I saw a well-respected financial ministry recommend spending 35-40% of your budget on housing costs and 10% on total charitable giving (church gift/tithe+other giving). What I wanted to say (without succumbing to the multiple rants that I’ve already written and deleted) is, “That is absurd!” I really don’t know a nicer way to put it.

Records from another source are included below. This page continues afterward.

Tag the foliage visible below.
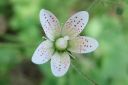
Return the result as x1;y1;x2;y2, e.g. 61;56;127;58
0;0;128;85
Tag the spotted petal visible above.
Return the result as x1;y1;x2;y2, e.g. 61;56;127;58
51;52;70;77
40;9;61;40
68;36;98;53
32;40;54;64
62;11;89;37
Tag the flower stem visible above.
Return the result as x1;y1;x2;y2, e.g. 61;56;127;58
87;0;101;11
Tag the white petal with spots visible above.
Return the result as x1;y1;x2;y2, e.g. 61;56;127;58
62;11;89;38
51;52;70;77
32;40;54;64
68;36;98;53
40;9;61;41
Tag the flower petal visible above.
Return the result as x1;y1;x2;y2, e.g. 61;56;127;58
40;9;61;40
32;40;54;64
62;11;89;37
51;52;70;77
68;36;98;53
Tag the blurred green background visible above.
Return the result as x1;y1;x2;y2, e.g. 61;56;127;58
0;0;128;85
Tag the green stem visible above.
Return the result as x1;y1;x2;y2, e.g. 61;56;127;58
87;0;101;11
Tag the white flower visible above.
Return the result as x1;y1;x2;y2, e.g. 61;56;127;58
32;9;98;77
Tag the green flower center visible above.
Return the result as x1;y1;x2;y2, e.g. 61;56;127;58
55;36;69;51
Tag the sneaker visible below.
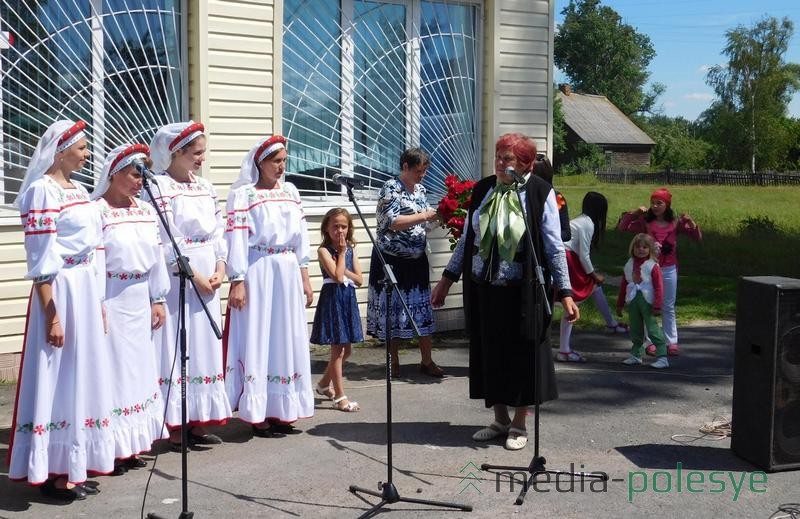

I’m so tempted to put in a bunch of statistics to back up that statement, but I won’t. Instead, I’ll share this:
You can chose a new definition of luxury–which in and of itself is a luxury–that choice. Luxury doesn’t have to mean trinkets and do-dads and gadgets and more square-footage. Luxury can mean having enough: enough to share with Jennifer and Nupor so that they have enough–just enough, enough to share with a friend in Canada so that they can share God’s healing in broken relationships, enough to share with the Bible college in Central Asia so that they can be trained to share the Good News with their own people, enough to share with friends living in an Indian slum so that they can share God’s love and their few belongings with their neighbors. Luxury can mean having enough and giving the rest away.
Elaine says:
Amen, to this post! The philosophy of giving from an abundance is so prevalent in the Christian community. Francis Chan speaks out against this, as does Tim Keller. As TK explains, the gospel calls for sacrificial giving: it did for Christ. How can we as His followers say we can’t give because we don’t have enough, when Jesus gave everything?
JR says:
PS that 35-40% was recommended for single people living alone. I know that families have different needs.
Susan says:
reminds me of our verse yesterday in Sunday school…
Let your conversation be without covetousness and be content with such thing as ye have: for he hath said, I will never leave thee nor forsake thee.
Hebrews 13:5
Brenda says:
I love your perspective. This post means so much to the season in which I find myself. God is sufficient and in His sufficiency I find abundance.